La plénière du Parlement européen se prononcera ce midi sur la révocation en tant que vice-présidente de la chambre de la socialiste grecque Eva Kaili, arrêtée en Belgique pour son implication présumée dans un système de corruption impliquant le versement de pots-de-vin par le Qatar afin d’obtenir une influence dans la prise de décisions politiques et économiques au sein de l’institution européenne.

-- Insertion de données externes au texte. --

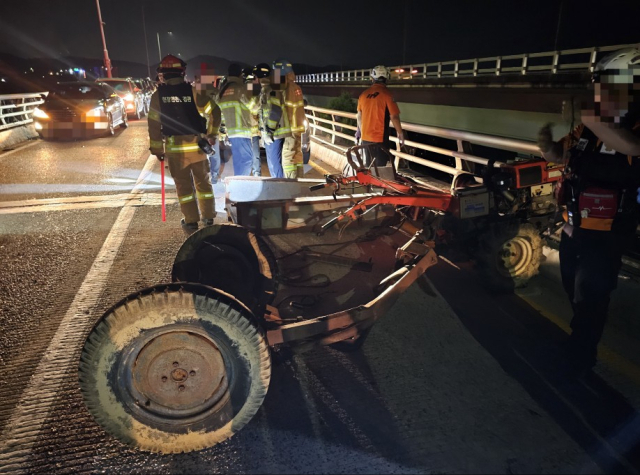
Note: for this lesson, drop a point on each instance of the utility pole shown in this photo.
(146, 45)
(555, 44)
(107, 61)
(404, 32)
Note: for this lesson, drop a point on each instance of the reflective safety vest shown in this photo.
(178, 112)
(600, 185)
(286, 111)
(236, 108)
(210, 111)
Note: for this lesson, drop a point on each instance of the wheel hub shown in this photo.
(174, 375)
(515, 256)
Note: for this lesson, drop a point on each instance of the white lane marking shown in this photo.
(109, 201)
(24, 426)
(6, 154)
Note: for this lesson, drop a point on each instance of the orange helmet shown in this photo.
(172, 64)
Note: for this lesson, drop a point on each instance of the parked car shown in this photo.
(133, 96)
(80, 109)
(147, 91)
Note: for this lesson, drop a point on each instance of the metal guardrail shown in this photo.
(554, 62)
(16, 109)
(334, 129)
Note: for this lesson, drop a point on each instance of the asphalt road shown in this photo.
(454, 379)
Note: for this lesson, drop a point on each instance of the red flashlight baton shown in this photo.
(164, 213)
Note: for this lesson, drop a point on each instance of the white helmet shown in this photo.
(619, 62)
(380, 72)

La Présidente du Parlement, Roberta Metsola, a fait cette annonce lors d’une session plénière extraordinaire à Strasbourg, en France, pour informer les députés européens que le processus de révocation de Kaili de son poste de vice-présidente a été activé.
Selon les règles du Parlement, la révocation de l’un de ses 14 vice-présidents doit être effectuée dans le cadre d’une procédure en deux étapes, comme le prévoit l’article 21 du règlement du Parlement.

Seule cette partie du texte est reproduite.